Some movies with all-male casts can get lost up their own head drowning in macho brawn and testosterone, with none of the individual members even realizing that there are other members of the cast. That's nowhere near a problem for The Great Escape. Over the 172-minute runtime, James Clavell & W. R. Burnett has the individual members of the ensemble cast really connect with each other. We see these people forming bonds that prove totally interesting on their own merits as just human drama. The saga of Colin Blythe is a perfect example of this. This endearing bird-watcher already captures your heart in his introductory scenes. However, he becomes extra compelling once the tragedy of his newly-realized lack of vision comes into play. A scene of Blythe trying to play down his condition in front of his fellow escapees is guaranteed to crush your heart.
Better yet, these fleshed-out characters make the suspense scenes related to the inevitable escape sequences totally riveting. We know what everyone's got on the line. We know what individual defects they have that could jeopardize everything. We know these people, inside and out, and I was on the edge of my seat watching them try to get out. A set piece where everyone tries to slowly make it out of a hole without being noticed by the guards is further aided by the direction from Sturges and editing from Ferris Webster. These two know how to frame and time this sequence for maximum thrills. Each new cut had me petrified that this would be the shot where Hilts and company get made out.

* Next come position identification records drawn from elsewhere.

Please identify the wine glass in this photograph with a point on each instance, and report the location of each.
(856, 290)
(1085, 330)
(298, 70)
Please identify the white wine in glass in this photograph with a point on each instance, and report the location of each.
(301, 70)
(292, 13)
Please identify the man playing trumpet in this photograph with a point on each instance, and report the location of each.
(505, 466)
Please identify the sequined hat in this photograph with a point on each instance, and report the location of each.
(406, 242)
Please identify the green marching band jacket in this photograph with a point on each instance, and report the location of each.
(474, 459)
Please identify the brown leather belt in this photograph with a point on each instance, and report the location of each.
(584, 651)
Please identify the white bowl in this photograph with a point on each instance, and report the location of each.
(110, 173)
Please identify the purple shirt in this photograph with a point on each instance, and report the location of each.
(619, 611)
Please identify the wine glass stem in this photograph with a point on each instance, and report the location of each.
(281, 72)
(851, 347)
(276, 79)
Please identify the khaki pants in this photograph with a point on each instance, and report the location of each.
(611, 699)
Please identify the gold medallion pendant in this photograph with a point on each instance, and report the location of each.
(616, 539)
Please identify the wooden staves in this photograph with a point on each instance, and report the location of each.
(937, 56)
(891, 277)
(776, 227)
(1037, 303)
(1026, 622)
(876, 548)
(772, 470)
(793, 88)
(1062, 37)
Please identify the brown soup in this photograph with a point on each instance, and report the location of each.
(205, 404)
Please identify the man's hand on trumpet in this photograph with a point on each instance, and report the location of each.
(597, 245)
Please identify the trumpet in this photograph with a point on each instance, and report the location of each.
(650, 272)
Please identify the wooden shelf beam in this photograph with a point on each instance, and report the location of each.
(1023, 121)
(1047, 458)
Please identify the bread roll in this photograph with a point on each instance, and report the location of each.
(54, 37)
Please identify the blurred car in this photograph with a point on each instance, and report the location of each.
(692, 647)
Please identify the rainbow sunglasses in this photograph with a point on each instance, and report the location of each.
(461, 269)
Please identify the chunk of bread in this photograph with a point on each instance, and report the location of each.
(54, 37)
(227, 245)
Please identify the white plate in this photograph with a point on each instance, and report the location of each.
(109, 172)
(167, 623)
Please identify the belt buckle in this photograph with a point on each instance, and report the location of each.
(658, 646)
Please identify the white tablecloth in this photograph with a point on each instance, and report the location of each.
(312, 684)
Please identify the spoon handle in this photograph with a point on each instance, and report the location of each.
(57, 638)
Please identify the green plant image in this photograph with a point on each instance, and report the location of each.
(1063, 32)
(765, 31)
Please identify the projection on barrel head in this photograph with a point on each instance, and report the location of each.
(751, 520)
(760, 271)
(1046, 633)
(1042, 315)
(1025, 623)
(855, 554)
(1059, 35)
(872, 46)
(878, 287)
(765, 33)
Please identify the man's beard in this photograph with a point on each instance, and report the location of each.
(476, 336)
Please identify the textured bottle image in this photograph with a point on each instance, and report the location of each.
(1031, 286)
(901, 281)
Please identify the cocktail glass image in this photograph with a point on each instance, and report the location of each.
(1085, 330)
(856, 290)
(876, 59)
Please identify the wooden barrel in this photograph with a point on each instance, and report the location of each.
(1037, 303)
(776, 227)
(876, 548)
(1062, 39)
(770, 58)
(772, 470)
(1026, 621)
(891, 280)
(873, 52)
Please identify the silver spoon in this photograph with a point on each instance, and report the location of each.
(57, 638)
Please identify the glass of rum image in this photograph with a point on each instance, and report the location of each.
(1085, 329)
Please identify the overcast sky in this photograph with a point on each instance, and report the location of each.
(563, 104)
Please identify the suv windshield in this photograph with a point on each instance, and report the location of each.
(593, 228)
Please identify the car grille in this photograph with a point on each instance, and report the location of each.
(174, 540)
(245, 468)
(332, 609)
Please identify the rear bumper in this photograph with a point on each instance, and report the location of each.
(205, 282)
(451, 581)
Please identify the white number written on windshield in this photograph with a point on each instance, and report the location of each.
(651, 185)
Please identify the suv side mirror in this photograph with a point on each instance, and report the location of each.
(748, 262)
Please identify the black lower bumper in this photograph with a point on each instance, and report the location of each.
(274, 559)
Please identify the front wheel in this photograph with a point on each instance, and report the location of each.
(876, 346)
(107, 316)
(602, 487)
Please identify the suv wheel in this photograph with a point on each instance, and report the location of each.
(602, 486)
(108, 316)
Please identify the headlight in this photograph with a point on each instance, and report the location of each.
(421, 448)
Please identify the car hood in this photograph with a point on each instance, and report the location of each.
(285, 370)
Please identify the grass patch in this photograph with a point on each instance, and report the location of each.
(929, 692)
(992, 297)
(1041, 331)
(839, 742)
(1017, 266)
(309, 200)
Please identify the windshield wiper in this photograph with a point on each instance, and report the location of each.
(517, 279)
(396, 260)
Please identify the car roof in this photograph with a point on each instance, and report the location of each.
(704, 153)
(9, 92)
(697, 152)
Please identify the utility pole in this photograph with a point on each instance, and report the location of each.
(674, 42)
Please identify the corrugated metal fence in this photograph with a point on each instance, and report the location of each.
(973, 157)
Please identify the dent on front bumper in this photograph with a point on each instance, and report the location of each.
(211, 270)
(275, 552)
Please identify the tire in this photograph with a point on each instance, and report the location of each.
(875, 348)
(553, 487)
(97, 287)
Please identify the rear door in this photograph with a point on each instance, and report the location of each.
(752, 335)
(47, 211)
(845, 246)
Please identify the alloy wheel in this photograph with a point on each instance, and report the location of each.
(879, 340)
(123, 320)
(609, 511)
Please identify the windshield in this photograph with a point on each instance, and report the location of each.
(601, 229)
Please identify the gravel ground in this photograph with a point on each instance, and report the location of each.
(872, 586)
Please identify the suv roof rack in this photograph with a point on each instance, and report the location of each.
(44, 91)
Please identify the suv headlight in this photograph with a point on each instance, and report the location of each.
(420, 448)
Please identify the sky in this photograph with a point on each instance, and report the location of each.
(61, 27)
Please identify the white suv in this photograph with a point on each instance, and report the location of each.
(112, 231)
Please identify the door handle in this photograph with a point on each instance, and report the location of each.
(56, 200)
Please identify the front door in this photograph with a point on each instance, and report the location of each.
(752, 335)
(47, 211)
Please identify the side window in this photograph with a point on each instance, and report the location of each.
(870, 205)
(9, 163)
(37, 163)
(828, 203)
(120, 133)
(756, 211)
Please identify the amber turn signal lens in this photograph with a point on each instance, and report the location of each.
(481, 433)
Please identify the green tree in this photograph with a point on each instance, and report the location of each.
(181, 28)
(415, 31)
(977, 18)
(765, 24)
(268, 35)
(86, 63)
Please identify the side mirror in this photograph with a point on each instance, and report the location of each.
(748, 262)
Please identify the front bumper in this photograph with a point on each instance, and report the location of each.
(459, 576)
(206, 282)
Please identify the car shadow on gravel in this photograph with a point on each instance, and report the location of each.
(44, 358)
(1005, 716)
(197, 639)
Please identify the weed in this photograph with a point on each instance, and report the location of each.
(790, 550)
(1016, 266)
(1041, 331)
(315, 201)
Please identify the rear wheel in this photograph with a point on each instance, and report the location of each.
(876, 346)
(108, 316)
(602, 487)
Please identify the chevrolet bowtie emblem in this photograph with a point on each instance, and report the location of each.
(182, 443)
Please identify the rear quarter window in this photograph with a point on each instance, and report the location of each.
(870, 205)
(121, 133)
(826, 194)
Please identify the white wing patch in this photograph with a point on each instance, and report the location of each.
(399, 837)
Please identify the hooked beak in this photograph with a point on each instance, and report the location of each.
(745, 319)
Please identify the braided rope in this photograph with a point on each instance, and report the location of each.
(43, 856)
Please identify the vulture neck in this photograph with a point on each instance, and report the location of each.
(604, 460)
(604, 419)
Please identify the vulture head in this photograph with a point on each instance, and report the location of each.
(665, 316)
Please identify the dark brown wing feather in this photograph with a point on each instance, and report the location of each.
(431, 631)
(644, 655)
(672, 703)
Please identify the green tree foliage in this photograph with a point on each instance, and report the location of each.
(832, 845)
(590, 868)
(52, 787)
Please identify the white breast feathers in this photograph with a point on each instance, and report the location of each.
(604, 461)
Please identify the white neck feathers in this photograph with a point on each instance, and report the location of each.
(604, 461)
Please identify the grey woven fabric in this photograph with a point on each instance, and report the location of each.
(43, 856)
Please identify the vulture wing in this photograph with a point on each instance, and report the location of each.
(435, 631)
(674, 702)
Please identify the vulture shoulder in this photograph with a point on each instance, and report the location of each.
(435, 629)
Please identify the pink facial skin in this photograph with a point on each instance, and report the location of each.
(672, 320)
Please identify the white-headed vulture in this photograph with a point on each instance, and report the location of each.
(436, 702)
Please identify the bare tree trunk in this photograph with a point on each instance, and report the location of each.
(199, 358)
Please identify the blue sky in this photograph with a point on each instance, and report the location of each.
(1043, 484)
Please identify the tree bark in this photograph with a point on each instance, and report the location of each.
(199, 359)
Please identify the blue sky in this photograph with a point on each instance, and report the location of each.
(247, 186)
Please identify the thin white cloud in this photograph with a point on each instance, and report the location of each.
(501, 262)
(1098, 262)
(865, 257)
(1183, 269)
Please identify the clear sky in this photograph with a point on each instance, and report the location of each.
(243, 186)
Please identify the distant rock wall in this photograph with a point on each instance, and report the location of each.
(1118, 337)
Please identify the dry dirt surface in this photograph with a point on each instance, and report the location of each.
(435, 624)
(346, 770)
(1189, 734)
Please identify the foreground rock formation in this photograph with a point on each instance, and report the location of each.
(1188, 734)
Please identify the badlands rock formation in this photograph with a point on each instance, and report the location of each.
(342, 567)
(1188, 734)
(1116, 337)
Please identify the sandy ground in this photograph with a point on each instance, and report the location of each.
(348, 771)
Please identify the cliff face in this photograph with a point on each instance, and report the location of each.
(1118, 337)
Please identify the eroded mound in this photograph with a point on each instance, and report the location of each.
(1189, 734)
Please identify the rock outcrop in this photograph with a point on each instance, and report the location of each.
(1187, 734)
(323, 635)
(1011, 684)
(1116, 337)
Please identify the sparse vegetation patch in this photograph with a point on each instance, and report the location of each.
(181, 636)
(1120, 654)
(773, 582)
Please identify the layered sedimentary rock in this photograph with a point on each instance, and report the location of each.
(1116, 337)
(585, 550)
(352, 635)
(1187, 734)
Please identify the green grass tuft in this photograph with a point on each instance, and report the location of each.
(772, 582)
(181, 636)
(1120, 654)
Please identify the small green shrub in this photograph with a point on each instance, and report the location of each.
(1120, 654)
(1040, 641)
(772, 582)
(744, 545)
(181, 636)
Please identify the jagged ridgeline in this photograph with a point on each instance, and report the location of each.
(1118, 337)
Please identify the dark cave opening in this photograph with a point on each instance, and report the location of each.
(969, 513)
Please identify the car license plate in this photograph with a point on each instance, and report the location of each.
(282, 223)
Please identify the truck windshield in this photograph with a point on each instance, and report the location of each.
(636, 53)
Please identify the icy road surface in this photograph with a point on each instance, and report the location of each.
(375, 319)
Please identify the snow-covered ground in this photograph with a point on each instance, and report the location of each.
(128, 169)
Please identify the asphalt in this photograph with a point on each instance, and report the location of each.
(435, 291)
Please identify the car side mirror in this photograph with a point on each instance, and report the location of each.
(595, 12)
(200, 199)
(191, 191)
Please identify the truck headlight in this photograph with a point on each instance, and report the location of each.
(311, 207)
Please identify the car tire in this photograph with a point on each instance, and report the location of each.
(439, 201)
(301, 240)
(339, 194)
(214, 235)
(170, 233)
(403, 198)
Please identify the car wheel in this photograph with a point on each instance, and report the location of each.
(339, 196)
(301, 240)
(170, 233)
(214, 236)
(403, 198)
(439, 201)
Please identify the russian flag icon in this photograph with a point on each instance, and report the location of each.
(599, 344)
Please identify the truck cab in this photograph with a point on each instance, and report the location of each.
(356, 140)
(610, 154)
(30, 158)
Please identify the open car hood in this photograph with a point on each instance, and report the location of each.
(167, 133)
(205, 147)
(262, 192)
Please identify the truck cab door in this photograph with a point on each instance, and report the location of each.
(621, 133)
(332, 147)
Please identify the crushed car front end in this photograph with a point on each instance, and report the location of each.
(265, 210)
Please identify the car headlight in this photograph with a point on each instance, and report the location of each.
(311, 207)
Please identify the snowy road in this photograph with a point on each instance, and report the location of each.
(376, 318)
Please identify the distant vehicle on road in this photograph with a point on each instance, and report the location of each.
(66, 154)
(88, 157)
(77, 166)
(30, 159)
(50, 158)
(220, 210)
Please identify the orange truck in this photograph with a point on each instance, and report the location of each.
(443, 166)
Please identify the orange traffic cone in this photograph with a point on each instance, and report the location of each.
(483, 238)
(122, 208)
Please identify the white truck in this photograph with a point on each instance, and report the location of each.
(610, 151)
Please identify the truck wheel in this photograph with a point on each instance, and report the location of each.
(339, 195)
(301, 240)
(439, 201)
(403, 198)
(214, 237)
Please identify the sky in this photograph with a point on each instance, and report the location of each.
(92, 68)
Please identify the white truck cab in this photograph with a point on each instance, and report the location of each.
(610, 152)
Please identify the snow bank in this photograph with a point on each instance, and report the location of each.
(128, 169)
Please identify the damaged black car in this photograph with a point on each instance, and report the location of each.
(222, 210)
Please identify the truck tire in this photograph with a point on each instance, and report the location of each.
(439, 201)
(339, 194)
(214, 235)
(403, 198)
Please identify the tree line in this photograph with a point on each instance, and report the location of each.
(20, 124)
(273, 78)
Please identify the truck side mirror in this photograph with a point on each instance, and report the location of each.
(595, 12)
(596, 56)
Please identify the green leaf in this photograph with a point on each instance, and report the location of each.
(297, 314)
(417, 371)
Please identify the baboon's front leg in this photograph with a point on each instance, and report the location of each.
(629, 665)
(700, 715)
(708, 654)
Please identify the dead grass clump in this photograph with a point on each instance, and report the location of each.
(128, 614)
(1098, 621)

The intimate nature of the early character-building scenes is nicely maintained for post-escape sequences in The Great Escape. The prisoners that did manage to get out are tracked down one-by-one by various Nazi officers. Rather than dealing with this in a compressed montage, we get to follow everybody in their own separate storylines. This gives both the characters and the intense tone (two of the very best qualities of The Great Escape) plenty of room to breathe. Excellent job executing (no pun intended) the deaths of certain inmates here too. There's just enough restrain in how we see (or don't see) these demises that makes the passing of these characters all the more powerful. It's just one of countless thoughtful touches scattered throughout The Great Escape, whose top-to-bottom excellent instilled me with such lively vigor that I'm still reeling from it!!